The creation of a marketplace (Tudor Square), the establishing of St Mary’s Church and laying out of burgages either side of the marketplace and High Street was a second, planned, phase of development, during the twelfth century.

A third and much more clearly planned phase was the creation of a grid pattern of streets flanked by burgages – St Mary’s Street and Upper and Lower Frog Street. At the same time a new defensive circuit was constructed, the course of which is followed by the extant medieval town walls. It has been suggested that originally this defensive circuit consisted of an earth bank topped with a timber palisade, which was laid out soon after the burning of the town in 1187. These defences would have protected a town of about 250 burgages, a sizable town for late twelfth-century west Wales, and while it is not impossible that the townspeople had ambitions for the growth of Tenby at this date, the resources to do so may have been beyond them, and thus it is more likely that the planning of the grid pattern of streets and creation of defences belongs to the thirteenth century.

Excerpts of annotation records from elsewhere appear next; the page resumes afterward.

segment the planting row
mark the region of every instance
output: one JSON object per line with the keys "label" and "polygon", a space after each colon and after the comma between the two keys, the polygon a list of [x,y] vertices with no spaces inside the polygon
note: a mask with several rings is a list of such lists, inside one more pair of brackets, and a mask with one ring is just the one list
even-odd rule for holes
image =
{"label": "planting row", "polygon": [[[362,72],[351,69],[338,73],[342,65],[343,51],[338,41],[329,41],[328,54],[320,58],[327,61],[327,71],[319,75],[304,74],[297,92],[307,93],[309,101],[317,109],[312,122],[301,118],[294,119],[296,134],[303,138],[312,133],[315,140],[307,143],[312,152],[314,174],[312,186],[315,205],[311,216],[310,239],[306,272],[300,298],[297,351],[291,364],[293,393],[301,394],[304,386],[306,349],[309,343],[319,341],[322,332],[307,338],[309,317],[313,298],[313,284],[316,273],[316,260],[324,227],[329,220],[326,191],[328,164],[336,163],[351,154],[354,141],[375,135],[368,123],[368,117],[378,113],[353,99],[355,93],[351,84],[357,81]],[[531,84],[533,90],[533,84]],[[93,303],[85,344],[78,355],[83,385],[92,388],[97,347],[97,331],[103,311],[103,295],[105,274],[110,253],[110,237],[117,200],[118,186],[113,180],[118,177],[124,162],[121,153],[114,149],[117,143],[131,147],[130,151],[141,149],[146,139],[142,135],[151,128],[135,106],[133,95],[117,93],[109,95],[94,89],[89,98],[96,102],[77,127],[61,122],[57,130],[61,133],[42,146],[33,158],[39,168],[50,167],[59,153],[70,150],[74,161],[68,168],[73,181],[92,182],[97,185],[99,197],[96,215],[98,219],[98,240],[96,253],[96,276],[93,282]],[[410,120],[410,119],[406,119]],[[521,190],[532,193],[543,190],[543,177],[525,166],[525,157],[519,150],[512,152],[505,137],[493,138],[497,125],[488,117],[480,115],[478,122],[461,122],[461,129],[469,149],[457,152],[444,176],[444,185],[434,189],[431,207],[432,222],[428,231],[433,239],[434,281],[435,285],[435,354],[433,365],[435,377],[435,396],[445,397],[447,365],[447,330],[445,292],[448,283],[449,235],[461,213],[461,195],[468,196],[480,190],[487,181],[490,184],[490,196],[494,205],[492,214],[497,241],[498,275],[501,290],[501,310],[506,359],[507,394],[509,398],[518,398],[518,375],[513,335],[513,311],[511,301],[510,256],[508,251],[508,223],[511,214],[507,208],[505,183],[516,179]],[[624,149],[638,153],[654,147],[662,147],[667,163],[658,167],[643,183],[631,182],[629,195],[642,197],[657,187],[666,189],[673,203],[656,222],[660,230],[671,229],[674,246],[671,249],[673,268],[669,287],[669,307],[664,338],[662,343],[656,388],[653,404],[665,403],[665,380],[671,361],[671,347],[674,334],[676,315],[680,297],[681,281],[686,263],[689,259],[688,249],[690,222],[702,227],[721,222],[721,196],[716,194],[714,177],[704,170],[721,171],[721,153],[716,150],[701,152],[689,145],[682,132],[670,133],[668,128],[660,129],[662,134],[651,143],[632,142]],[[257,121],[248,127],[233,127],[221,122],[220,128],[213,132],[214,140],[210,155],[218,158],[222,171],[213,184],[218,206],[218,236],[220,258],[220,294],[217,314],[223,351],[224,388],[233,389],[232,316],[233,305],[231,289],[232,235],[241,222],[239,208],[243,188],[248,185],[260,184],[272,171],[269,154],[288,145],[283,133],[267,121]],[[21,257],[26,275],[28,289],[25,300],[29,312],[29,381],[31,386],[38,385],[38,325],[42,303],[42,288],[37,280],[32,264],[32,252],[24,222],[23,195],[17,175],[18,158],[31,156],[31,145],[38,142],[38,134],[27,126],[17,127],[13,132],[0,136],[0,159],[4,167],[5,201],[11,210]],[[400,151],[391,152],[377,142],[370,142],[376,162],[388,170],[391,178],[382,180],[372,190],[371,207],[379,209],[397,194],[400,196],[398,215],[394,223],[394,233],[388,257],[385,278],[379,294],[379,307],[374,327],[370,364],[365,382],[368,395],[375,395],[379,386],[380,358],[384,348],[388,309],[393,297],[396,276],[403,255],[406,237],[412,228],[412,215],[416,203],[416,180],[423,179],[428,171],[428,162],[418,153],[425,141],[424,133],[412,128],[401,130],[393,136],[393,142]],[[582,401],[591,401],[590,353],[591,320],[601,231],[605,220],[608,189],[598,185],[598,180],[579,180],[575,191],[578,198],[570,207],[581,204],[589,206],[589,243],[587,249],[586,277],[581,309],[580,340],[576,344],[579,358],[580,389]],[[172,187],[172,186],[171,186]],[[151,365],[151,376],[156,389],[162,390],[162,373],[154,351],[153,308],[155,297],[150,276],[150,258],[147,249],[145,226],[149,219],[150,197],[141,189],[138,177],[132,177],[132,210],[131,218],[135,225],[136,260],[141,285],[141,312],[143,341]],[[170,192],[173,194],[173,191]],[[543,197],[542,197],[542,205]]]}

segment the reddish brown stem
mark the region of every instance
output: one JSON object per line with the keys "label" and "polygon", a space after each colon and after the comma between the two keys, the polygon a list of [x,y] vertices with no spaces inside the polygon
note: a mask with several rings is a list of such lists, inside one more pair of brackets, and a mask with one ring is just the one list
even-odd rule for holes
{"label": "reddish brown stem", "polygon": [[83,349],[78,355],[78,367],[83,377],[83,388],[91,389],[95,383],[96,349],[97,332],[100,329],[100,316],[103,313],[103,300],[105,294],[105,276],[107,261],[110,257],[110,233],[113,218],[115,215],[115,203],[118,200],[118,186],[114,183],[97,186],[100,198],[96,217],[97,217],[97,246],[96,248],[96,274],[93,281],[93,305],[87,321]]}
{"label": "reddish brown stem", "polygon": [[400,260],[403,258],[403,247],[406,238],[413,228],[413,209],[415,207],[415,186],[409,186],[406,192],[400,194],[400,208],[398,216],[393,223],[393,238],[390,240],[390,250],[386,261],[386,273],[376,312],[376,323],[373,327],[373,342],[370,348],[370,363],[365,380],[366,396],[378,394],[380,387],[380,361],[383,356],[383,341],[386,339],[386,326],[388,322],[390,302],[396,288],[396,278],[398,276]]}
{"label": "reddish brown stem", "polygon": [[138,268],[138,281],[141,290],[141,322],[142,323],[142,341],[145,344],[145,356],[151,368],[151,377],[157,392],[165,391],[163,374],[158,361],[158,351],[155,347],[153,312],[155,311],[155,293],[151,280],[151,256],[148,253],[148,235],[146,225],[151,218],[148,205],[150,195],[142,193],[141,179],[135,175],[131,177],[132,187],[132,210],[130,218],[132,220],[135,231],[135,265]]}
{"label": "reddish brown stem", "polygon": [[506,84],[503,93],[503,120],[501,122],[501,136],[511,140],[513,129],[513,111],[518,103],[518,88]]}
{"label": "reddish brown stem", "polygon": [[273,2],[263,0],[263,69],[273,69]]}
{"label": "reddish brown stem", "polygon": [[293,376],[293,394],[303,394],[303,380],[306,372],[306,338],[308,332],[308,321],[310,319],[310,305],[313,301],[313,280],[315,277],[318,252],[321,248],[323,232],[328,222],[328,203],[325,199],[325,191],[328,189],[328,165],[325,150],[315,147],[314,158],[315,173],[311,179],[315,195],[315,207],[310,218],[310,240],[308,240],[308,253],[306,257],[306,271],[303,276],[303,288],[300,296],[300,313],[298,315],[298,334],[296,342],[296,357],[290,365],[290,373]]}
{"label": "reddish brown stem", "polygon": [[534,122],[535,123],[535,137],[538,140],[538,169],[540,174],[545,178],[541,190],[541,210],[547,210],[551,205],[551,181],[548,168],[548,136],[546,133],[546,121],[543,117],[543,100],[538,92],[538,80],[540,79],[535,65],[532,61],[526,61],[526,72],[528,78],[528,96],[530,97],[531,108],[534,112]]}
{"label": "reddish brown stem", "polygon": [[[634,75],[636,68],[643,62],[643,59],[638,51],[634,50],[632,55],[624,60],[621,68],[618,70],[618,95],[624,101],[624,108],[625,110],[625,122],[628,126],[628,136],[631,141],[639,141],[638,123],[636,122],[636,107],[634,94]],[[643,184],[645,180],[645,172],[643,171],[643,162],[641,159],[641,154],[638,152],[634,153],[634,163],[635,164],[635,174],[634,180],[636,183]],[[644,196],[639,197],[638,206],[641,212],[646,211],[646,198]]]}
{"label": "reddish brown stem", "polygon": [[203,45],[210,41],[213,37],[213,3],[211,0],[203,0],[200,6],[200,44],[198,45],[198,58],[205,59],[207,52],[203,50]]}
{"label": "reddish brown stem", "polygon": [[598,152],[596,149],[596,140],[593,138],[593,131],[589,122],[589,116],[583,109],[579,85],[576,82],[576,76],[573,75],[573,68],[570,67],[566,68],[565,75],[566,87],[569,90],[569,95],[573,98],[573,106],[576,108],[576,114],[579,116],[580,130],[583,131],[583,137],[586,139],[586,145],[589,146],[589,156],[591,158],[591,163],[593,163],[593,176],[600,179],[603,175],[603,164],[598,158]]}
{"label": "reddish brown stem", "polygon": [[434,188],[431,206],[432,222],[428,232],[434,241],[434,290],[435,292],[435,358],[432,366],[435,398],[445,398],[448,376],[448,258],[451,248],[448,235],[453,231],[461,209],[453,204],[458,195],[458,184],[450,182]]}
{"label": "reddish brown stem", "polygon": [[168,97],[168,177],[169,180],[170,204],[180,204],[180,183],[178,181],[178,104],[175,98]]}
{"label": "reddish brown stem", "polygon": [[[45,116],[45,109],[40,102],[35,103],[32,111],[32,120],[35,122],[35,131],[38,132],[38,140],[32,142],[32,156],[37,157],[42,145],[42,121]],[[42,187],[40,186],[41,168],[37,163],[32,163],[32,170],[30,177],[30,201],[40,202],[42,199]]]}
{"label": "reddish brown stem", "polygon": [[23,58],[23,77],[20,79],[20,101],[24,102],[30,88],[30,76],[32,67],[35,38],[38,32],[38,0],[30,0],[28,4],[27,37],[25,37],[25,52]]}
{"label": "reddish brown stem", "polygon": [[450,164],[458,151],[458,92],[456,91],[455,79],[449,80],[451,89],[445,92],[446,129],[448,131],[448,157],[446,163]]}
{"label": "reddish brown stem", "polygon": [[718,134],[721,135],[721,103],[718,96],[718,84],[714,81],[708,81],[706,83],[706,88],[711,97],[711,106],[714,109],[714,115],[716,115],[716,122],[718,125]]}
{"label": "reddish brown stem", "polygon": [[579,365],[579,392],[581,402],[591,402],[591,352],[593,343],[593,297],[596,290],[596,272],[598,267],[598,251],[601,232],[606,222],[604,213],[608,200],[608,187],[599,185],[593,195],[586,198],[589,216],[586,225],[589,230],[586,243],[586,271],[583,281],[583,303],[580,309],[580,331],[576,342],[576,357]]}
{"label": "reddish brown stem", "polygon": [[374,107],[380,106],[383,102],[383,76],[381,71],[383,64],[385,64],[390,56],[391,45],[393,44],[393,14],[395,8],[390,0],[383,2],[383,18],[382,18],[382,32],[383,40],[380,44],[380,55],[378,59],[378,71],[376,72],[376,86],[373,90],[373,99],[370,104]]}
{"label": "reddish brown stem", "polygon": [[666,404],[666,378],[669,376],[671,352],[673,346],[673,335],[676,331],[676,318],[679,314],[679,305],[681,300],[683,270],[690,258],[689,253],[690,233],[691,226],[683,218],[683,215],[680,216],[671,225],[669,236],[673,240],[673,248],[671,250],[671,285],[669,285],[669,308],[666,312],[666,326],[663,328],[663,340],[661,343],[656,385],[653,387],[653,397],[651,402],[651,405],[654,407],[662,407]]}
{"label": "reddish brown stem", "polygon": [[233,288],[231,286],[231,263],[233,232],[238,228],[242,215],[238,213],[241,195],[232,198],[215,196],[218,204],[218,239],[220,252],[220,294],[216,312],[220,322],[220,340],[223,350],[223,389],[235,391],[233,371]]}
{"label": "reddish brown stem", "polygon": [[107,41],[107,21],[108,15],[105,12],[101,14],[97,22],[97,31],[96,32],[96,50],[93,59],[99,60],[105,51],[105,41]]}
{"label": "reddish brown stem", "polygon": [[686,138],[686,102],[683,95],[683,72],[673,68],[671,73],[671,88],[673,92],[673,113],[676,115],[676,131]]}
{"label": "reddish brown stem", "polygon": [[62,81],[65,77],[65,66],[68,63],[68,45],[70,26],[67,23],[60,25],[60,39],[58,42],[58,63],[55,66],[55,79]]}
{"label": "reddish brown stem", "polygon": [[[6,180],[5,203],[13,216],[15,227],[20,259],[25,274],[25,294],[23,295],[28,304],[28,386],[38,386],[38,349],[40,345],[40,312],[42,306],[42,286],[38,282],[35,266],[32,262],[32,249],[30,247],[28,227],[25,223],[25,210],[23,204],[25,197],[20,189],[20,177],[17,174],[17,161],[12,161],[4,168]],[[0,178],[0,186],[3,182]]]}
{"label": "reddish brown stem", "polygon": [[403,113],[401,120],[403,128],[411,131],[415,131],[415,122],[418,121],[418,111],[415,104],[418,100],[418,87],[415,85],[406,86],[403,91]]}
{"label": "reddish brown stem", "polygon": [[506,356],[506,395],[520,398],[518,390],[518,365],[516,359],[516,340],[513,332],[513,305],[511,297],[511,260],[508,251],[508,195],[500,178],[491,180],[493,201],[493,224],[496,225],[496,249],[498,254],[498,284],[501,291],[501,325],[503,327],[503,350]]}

In the medieval period the town was confined within the town walls. The only exceptions were burgages outside the North Gate at Norton and the ‘east town’ which lay outside the Whitesand Gate, and where six burgages were destroyed by the sea in 1434-5. The exact location of ‘east town’ is unclear, but presumably the burgages were close to the seashore south of the castle. Indeed, the exact locations of the Whitesand Gate, the ‘Harbour Tower’ and the Lower Harbour Gate, all of which must have clustered above the harbour close the castle are unclear as nothing now survives of them.

Most domestic buildings in the town date to the nineteenth and twentieth centuries. The exceptions are the National Trust owned ‘Tudor Merchant’s House’ and neighbouring buildings to the north of Tudor Square which contain late medieval and early modern elements.

In the early modern period houses were built either side of the road leading out from the North Gate at Norton, but it was not until the nineteenth century that extensive development took place outside the town walls.